Vulnerability isn’t weakness. It’s about showing me the most private pieces of yourself, and that doesn’t make you weak. You’re still as strong as you’ve ever been. To me, you’re stronger.
You protect yourself; you have to. There are people out there in the big bad world who would leap at the chance to tear you down, throw your face in the mud and make you breathe it. Who would make your life a nightmare, if they were given half the chance. So you hide your vulnerable parts away, like any sensible person would, along with your insecurities, your neurosis, and your little shames.

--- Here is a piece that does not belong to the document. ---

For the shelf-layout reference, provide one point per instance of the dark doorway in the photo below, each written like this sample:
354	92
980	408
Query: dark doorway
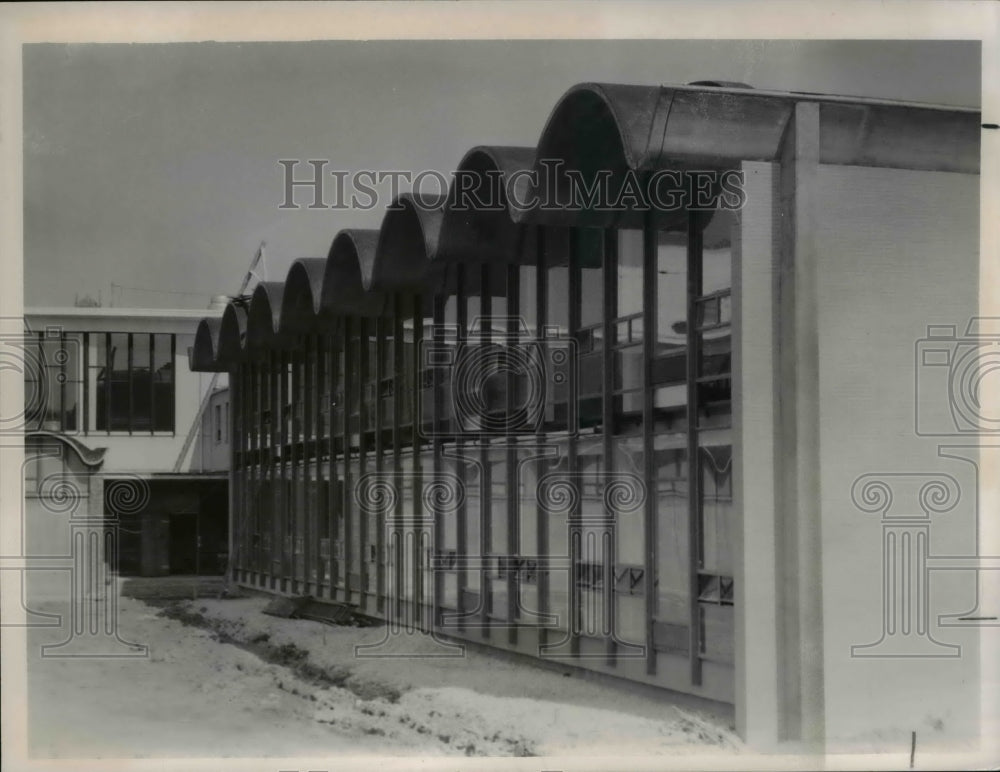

But you lose something, when you do that. You spend so much effort locking these things away, these things you want to have out there, because they make you you, and it’s exhausting. You’re exhausted. You’ve been hiding these things away for so long, that you aren’t even sure that you know how to find them again. You just hope you marked the spot with a twenty foot X.
It’s ok. I’ve got a treasure map. I kind find them for you, bring them out, and let you take your guard down, dissemble all those walls and just enjoy the open air for a moment. I’ll watch the door, make sure no one else comes in and sees them, I promise. It’ll just be me, me and your vulnerabilities. Your idiosyncrasies, your insecurities, and your little shames. I love your little shames.
That’s what I’m here for, after all. To make you at ease, to make you comfortable enough to bring those things bubbling back to the surface, because they’ve been submerged for so very, very long. I’m your moat, your drawbridge, your castle walls. I keep the worst out, so you can get rid of all the bullshit that you have to use to protect yourself. That’s me. That’s what I’m for.